In this exercise, we will try and solve problem 10.1 from the Edge book. But we will not use the rejection sampler that comes with the book, we will write our own. First, let us set up the problem. We have \(n\) independent observations \(x_1, x_2, \dots, x_n\) drawn from a Normal(\(\theta, \sigma^2\)), and we assume that the variance \(\sigma^2\) is known. We will also assume the conjugate prior for the mean \(\theta\). So the prior for \(\theta\) is Normal(\(\gamma\), \(\tau^2\)). Choose whatever values of \(\theta\), \(\sigma^2\) \(\gamma\), \(\tau^2\) and \(n\) you want. Just note that if the prior is very far from the data (i.e. \(\theta\) is very different than \(\gamma\)), your rejection sampler will be very inefficient and slow. In our example, as in the book, we will use \(\theta = 2\), \(\gamma=0\), \(\sigma^2 = \tau^2 = 1\), and \(n=20\).

Exercise 4. First generate your data using rnorm using the \(\theta\) and the \(\sigma^2\) given.

Exercise 5. We know that the setup we have will lead to a posterior that has the same form as the prior (Normal). And in class and in the book, we know what the expectation and variance of this posterior is. Compute these values and use them to sample 10000 points from the posterior using rnorm. Plot the histogram of these points.

Exercise 6. In R, first install and load the library MCMCpack. Then using the function MCnormalnormal(), draw 10000 samples from the posterior distribution. Compute the mean and variance of this sample set, and plot the distribution using a histogram.

Exercise 7. Rejection sampling. We know our prior: Normal(\(\gamma\), \(\tau^2\)), and our model (likelihood): Normal(\(\theta\), \(\sigma^2\)). So we can use the recipe for a rejection sampler to write a function for rejection samplling to sample from the posterior. Keep track of your accpetance rate (what proportion of your samples were not rejected).

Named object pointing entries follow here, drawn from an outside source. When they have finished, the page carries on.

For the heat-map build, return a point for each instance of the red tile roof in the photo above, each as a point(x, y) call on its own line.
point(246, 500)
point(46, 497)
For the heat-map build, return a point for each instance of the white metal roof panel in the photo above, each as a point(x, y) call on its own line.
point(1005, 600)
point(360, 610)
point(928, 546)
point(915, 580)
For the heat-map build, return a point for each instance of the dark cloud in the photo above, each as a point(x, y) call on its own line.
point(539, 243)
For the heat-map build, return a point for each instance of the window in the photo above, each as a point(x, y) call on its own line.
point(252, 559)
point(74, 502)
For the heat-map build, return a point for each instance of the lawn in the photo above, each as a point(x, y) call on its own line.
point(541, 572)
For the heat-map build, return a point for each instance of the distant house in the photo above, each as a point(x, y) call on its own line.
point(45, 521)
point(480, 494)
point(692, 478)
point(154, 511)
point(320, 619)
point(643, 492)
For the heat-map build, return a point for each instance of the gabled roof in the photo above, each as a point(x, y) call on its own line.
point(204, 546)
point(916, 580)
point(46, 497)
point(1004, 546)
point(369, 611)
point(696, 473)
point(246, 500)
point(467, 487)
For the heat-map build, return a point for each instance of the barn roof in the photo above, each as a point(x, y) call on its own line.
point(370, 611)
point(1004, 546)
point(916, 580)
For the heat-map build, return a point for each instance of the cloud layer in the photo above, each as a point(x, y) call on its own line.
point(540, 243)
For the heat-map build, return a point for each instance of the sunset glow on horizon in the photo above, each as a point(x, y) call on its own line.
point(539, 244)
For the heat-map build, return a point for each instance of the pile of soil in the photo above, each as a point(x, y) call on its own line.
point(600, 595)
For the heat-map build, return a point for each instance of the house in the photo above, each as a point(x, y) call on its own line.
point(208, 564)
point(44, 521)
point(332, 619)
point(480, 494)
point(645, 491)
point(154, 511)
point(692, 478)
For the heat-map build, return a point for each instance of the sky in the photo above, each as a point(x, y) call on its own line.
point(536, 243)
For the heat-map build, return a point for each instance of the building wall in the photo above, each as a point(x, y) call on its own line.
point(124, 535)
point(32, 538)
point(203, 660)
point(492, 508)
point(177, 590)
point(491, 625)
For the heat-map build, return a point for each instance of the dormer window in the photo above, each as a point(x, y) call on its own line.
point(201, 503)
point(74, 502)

Use your own function to draw 10000 samples from the posterior. Use these samples to compute the mean and variance, and plot their density using a histogram.

Exercise 8. Change your \(\gamma\) to 4 and run your rejection sampler again. What happened to the acceptance rate? How much slower did your sampler get? Is there any way to make this faster?

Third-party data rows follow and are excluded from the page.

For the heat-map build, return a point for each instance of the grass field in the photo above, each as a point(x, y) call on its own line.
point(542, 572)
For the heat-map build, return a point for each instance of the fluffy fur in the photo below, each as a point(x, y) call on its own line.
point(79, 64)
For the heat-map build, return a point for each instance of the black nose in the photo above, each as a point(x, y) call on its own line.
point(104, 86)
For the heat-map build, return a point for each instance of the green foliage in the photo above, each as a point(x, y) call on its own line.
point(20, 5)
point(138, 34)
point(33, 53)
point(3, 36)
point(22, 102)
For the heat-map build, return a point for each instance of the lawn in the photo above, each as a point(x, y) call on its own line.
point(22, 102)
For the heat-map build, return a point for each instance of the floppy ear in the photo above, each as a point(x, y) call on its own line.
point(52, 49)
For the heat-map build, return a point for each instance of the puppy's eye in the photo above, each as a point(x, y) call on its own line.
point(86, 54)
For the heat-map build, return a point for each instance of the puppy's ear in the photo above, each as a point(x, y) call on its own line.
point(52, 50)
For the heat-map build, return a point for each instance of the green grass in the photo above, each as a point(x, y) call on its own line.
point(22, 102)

Exercise X. (BONUS) Can you write a rejection sampler for a coin toss experiment. Assume that the probability of heads of a coin is \(p\). Assume a \(Beta(\alpha=5, \beta=5)\) prior on this probability. For generating your data, use rbinom with a success probability of 0.7, and draw 1000 samples. Use both the conjugate prior and rejection sampling method to estimate the parameters of the Beta distribution that will be the posterior in this case.

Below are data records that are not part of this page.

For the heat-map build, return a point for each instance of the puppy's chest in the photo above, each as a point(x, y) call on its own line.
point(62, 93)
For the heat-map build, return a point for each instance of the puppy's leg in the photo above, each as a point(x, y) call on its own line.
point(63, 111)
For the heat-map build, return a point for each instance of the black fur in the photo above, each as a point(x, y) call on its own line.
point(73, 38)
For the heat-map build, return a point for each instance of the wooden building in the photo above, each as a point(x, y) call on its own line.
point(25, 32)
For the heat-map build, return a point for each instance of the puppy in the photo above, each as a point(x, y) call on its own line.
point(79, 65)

9.4 Bayesian point estimates and credible intervals

In the last section, we used sampling from the posterior to understand the distribution and compute statistics such as the mean and variance of the posterior distribution. We will use the results from Exercise 5-7, to compute the point estimates and the credible interval.

9.4.1 Point estimates

Remember that there are three point estimates in a Bayesian inference.

Posterior mean: \(\theta_{mean} = E[\theta|D]\)

Posterior median: \(\theta_{med}; P(\theta < \theta_{med} | D) = 0.5\)

Posterior mode: \(\theta_{mode} = argmax~f(\theta | D)\)

Exercise 9. Using the samples from exercises 5-7, compute the three point estimates for your problem? How well did these three perform? Why are they all the same in our case? (Note: You can compute these for problem 5, above using that you would expect them to be for a Normal distribution given the parameters of the posterior Normal distribution.) What happened to the point estimates when you used a prior of exercise 8.

Exercise X. (BONUS) If you did the last bonus exercise, then compute the point estimates for the coin toss problem.

9.4.2 Credible intervals

Recall that the \((1-\alpha)\) credible interval for a parameter is any interval \((a, b)\) such that \(P(a < \theta < b | D) = 1-\alpha\).

Exercise 10. Using the samples from exercise 7 and 8, compute the 95% credible interval for our posterior. How many such intervals exist? Can you give a couple of examples of 95% credible intervals? How would you choose one?

Exercise X. (BONUS) If you did this for the beta and binomial setup in the BONUS problems, then compute the 95% credible interval for \(p\). Is the quantile based credible interval the highest posterior density interval?